There is also a train of thought that some of the Patina recipes in Apicus are wrapped in pasta, like a lasagna, rather than pastry. This thin and flat potential pasta was called Laganon or Laganum (Greek or Latin) (Varlamov 2012, 156) as early as the first millennium B.C. The best case for laganon being noodles comes from Art, Culture, and Cuisine: Ancient and Medieval Gastronomy. In it Bober says that laganon they were large pasta or pastry sheets that could be used as is or be cut into shapes which were then called “itria” or ribbon (Bober 1999, 116-117). These itria were also broken up and used to thicken stewed dishes, just as described in Apicus’ Pullus Tractagolatus.

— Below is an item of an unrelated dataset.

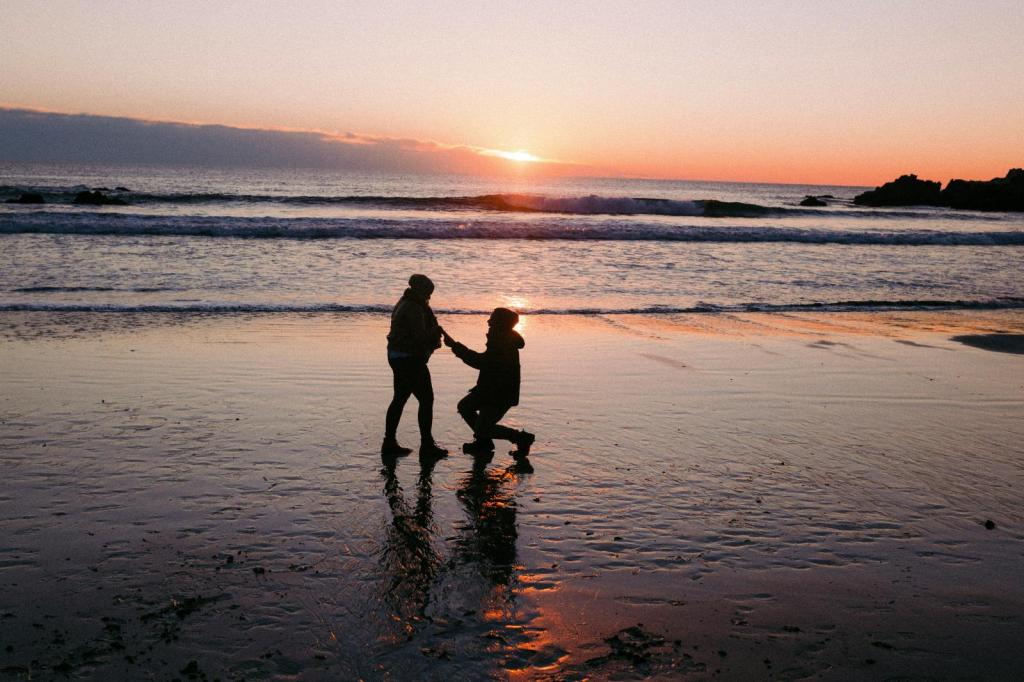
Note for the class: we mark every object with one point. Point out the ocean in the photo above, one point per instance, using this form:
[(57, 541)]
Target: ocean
[(195, 240)]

The closest we have to a primary source on this is from the Etruscans: “Stucco reliefs (a pasta roller, a small wheel to cut pasta, etc.) on Etruscan graves in Cerveteri indicate clearly that Etruscan people knew the technique of preparing noodles or lasagne.” (Antognelli 1980, 125) There is, however some opposition to this as there is a competing interpretation of the relief as depicting a gaming device rather than food preparation (Bober 1999, 117).

Continuing evidence from the Etruscans comes from Corinna Lobner in “Etruscan and Tuscan Parallels” where she translates part of Athenaeus’ Deipnosophistae (3rd century AD) as “The Etruscans do every thing at the sound of music, they make pasta (noodles), they have fist fights, they whip people while listening to the flute” (Lobner 1961, 357). This either shows that the Etruscans made noodles, or that he was exaggerating, but still shows that the Greeks knew what noodles were. Also in Athenaeus (XIV, 647e) there is a description of a Greek dish which was made with either pasta, or thin pastry which is then fried in oil. Whether this is pasta or pastry is debatable (Bober 1999, 116).

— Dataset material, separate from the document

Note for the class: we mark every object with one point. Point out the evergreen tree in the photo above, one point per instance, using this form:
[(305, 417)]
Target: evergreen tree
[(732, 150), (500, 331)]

Durum wheat was common in southern Europe during the classical time period, and “is one of the reasons that much Greek and Roman bread was very dense” (Bober 1999, 117), (Antognelli 1980, 126), cf. (Serventi and Sabban 2002). We also know that they had both the tools and the technology as the only difference between the thin pastry and pasta is the final preparation steps. However there is no smoking gun.

In conclusion the closest we get to pasta in classical times could just as well be thin pastry dough that was baked or fried, and the only use of it in a sauce seems to be when it’s being added as a thickener. Unless we can find more archeological evidence, or if the evidence which may be at the Hunterian Museum or at the Naples National Archaeological Museum is studied more there is just not enough proof of pasta existing in classical antiquity.

Works Cited

Antognelli, C. “The Manufacture and Applications of Pasta as a Food and as a Food Ingredient: a review.” International Journal of Food Science & Technology 15, no. 2 (1980): 125-145.

Birkbeck, A.E. “The Human Factor in Applied Warfare.” Contemporary Ergonomics, 1998: 398-403.

Bober, Phyllis Pray. Art, Culture, and Cuisine: Ancient and Medieval Gastronomy. Chicago: University of Chicago Press, 1999.

Brion, Marcel. Pompeii and Herculaneum: the glory and the grief. Ercolano (Italy): Crown Publishers, 1960.

Davis, R.W. “The ROman Military Diet.” Britannia 2 (1971): 122-142.

Lobner, Corinna. “Etruscan and Tuscan Parallels.” Wisconsin Academy of Sciences, Arts and Letters 50 (1961).

Serventi, Silvano, and Françoise Sabban. Pasta: The Story of a Universal Food. New York: Columbia University Press, 2002.

“Macaroni, spaghetti, and physics.” In The Wonders of Physics 3rd Edition, by Andrei Varlamov, 155-158. London: World Scientific Publishing, 2012.

Vehling, Joseph DOmmers. Cookery and Dining in Imperial Rome. Chicago: W.M. Hill, 1936.